I've employed RTL viewer from Xilinx ISE 11.4 to check out the
synthesis results and I've discovered that there is a problem
inferring a block-RAM.

I only read the block-RAM (ROM). When reading, a block-RAM should
latch-in the address in the active clock edge and, after Tco, the data
should be output at DO. Synchronously speaking, reading the block-RAM
should imply one clock period delay.
When inferring the block-RAM in 'one-process' style, XST automatically
and always add a register for the address input and a register for the
data output (independently of the VHDL code you have).
This fact implies that functional simulation does not meet post-
synthesis one and adds an aditional clock period delay when reading
the block-RAM.

Does any body has have a similar problem?

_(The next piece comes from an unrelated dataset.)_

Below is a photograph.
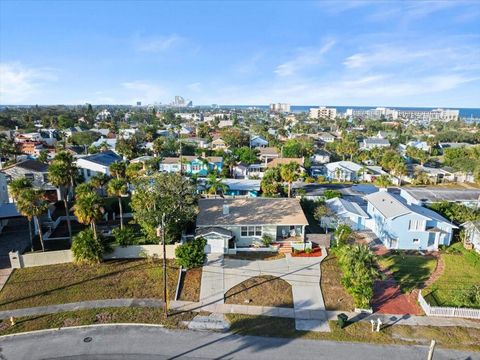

Any solution?
Unfortunally I think I'll have to recode my module in the old style :-
(

Regards,
César
 
K

KJ

Hello:

I've been always coding VHDL in 'data-flow' way. For my last module, I
tried to code it in 'one-process' style. Functional simulation was ok,
but post-synthesis simulation has different results.

And is the post-synthesis sim result that an output pin (or pins)
happen exactly one clock cycle late as you later suggest? Are the
setup and hold times to all of the input pins of the device in the
simulation meeting the requirements that pop out of the timing
report? A testbench such as the following likely will cause a timing
problem and therefore a sim mismatch

process(Clock)
begin
wait until rising_edge(Clock);
...
Some_Input <= '1';
...
end if;

Instead the signal assignment should be
Some_Input <= '1' after 5 ns; -- As an example
I use XST and
Modelsim and my device is a Spartan-3.
I've employed RTL viewer from Xilinx ISE 11.4 to check out the
synthesis results and I've discovered that there is a problem
inferring a block-RAM.

I only read the block-RAM (ROM). When reading, a block-RAM should
latch-in the address in the active clock edge and, after Tco, the data
should be output at DO. Synchronously speaking, reading the block-RAM
should imply one clock period delay.
When inferring the block-RAM in 'one-process' style, XST automatically
and always add a register for the address input and a register for the
data output (independently of the VHDL code you have).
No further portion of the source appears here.